General manager Rob Pelinka and the Lakers saw enough last season from JaVale McGee, Kentavious Caldwell-Pope and Rajon Rondo to bring them back. Same for Alex Caruso. Danny Green, the team’s biggest acquisition, is a plug-and-play shooting guard. Dudley is regarded as an ultimate team player, and Daniels is unabashedly a one-dimensional player — he can shoot.

The Lakers and Pelinka have to feel like they’ve acquired guys they know; players they can count on to be themselves. And then there’s Cousins, a player whom they can’t possibly have a feel for.

Maybe it’s a sign of confidence, a sign that the Lakers have a better culture than people realize. Cousins could flourish alongside Davis, whom he’s played with before. He could regain some of the quickness that helped him become one of the best-scoring big men in the NBA.

Or maybe it’s a sign of panic — Pelinka taking a massive swing on a player still recovering from a ruptured Achilles tendon and a permanently bruised reputation.

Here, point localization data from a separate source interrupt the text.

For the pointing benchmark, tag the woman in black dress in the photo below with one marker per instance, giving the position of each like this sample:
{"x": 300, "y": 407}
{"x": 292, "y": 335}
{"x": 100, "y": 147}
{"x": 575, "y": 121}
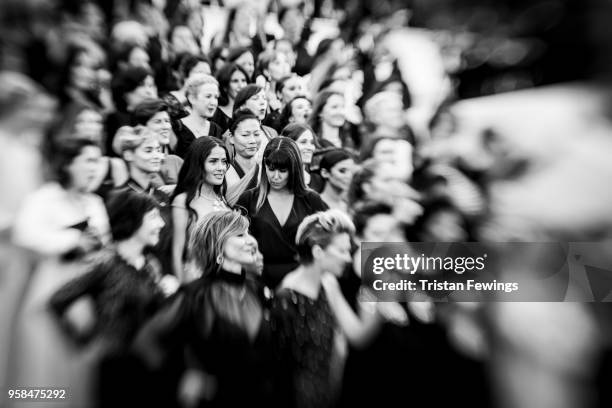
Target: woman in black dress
{"x": 203, "y": 95}
{"x": 277, "y": 206}
{"x": 218, "y": 323}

Last season with Golden State was supposed to help Cousins. It was a chance for him to take his time with his recovery on the NBA’s most talented team while proving he could be an important piece in a winning team — and not just a dominant option on a bad one.

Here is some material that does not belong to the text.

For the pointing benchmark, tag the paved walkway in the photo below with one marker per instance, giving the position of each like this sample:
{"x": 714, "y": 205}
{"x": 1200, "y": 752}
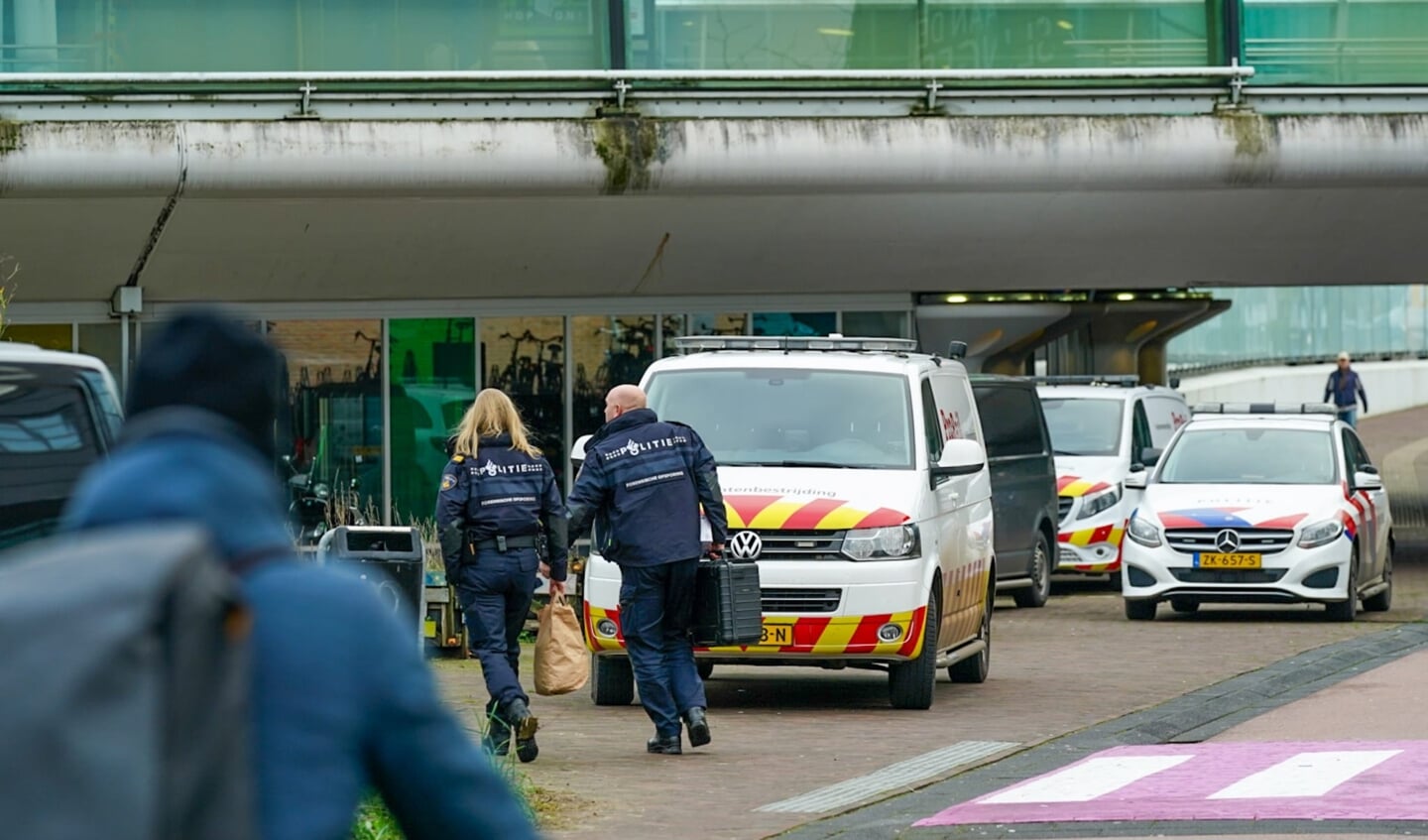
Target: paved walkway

The results were mixed on both counts.

He smoked All-NBA center Nikola Jokic and Denver in early April — his best game since tearing his Achilles tendon in late January 2018. That night, he scored 28 points to go with 13 rebounds, five assists, two steals and two blocked shots. Jokic never got going. The Warriors won the Western Conference showdown by 14.

But Cousins reinjured himself in the playoffs, and after his return in the NBA Finals he mattered only during brief spurts. He helped the Warriors win Game 2, with 11 points, 10 rebounds and six assists in almost 28 minutes, but he was just one-for-seven shooting in the next game. And by Game 5, with the Toronto Raptors attacking Cousins because of his limited mobility, coach Steve Kerr appeared committed to keeping Cousins on the bench.

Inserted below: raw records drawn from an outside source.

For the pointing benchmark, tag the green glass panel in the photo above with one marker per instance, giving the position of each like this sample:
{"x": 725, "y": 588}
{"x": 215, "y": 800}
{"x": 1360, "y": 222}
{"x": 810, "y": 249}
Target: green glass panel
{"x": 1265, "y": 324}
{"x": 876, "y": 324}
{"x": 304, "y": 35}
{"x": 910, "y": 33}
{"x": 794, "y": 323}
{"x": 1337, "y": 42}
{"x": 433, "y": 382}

Ironically enough, Kevin Durant’s Achilles tear forced Kerr to turn to Cousins in Game 5, and Cousins had his best outing of the playoffs, scoring 14 points while helping the Warriors shake off the emotional trauma that came with Durant’s injury.

It was a glimpse of what Cousins could be — a quick impact off the bench, like a relief pitcher able to throw 100-mph fastballs all the time because he’s not worried about conserving energy. But it’s also a reminder that, with the Warriors facing elimination, Kerr was perfectly content keeping Cousins on the bench.

A Warriors employee told The Times that Cousins could be a “pain in the … ” when the team tried to limit his minutes as he worked back from his Achilles injury. Will he be OK splitting minutes at center with McGee? Will he be OK with coming off the bench? That’s a logical role for him with James and Davis more than capable of handling the scoring load with the starting five.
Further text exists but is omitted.